La sanglante «guerre contre la drogue» du président Rodrigo Duterte a beau être controversée, elle n'en est pas moins nécessaire, estime le réalisateur philippin Brillante Mendoza, qui en fait le sujet d'une série coup de poing pour Netflix.

Amo, dont le premier épisode sera diffusé le 9 avril, raconte l'histoire de Joseph, un lycéen qui se met à vendre de la drogue et plonge dans l'univers cauchemardesque des caïds de la drogue et des officiels véreux.

Tenant d'un «réalisme social», Brillante Mendoza, qui s'est affirmé en quelques années comme une voix singulière du cinéma asiatique et a été récompensé à Cannes, a plusieurs fois exploré avec sa caméra les aspects les plus sombres de la société philippine.

Il est aussi un partisan de Rodrigo Duterte qui essuie les foudres des organisations de défense des droits de l'Homme.
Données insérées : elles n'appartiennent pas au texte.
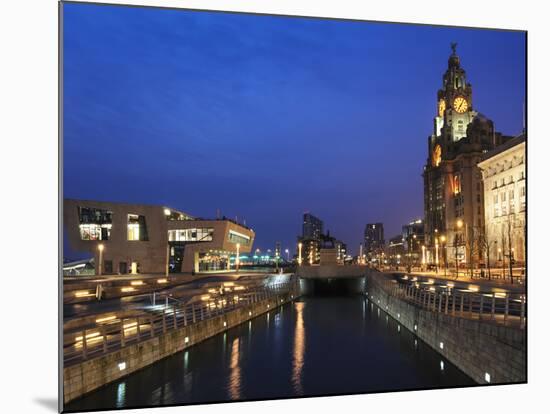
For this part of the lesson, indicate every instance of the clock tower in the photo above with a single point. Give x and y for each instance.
(454, 110)
(452, 180)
Il a notamment tourné deux clips défendant la «guerre contre la drogue» déclenchée par le président philippin à son arrivée au pouvoir il y a deux ans.

«Oui, (la guerre contre la drogue) est nécessaire, et pas seulement pour les Philippines, mais aussi pour les autres pays concernés par des problèmes de drogue», a déclaré dans un interview téléphonique à l'AFP le réalisateur de 57 ans.

«La raison pour laquelle je l'ai faite est pour montrer le revers de la médaille», ajoute-t-il, le point de vue des «victimes».

La police philippine affirme avoir tué dans des situations de légitime défense plus de 4000 personnes soupçonnées d'être des trafiquants de drogue ou des toxicomanes.

Pas une oeuvre de propagande

Des milliers d'autres décès restent inexpliqués et les organisations de défense des droits de l'Homme ainsi que des observateurs sur le terrain affirment que plus de 12 000 personnes ont en fait été tuées et accusent les autorités d'ouvrir le feu sur des habitants de bidonville non armés.

Amo - un terme argotique philippin signifiant «maître» - explore le problème de la drogue d'une multitude de points de vue, notamment celui du lycéen et de son oncle policier.

Brillante Mendoza soutient que la série «n'est pas» une oeuvre de propagande en faveur du gouvernement, même s'il défend l'action des autorités contre la drogue.

Netflix n'a pas répondu aux demandes d'interview de l'AFP.

Dans une industrie cinématographique philippine dominée par les oeuvres insipides, Mendoza est une figure qui tranche par son intérêt pour les sujets controversés comme la prostitution, la corruption, toujours en essayant de coller au plus près de la vie des «gens ordinaires».

Récompensé à Cannes en 2009 par le prix de la mise en scène pour Kinatay, film sur un sordide assassinat commis par des policiers véreux, le cinéaste avait déjà exploré avant même l'élection de M. Duterte avec Ma' Rosa le fléau de la drogue.

Premier réalisateur philippin à être nommé, en 2014, chevalier dans l'Ordre des Arts et des Lettres, Brillante Mendoza refuse de commenter directement la «guerre contre la drogue» ou la décision de la Cour pénale internationale (CPI) d'ouvrir un «examen préliminaire», étape préalable à une enquête, sur cette campagne antidrogue.

«Je crois que mon travail, et notamment les séries, est éloquent», dit-il.

Amo, explique-t-il, fut initialement tourné pour la télévision philippine, mais il l'a convaincue de sonder d'autres plateformes de diffusion et d'envoyer deux des épisodes à Netflix.

«Je crois que ma façon de tourner est une des raisons qui explique leur intérêt. Cela semble très réaliste, comme un documentaire, et c'est différent des séries classiques», poursuit-il.

«Beaucoup de recherches ont été faites et la police a aussi joué un rôle», ajoute-t-il. «Notre histoire est basée sur des événements réels».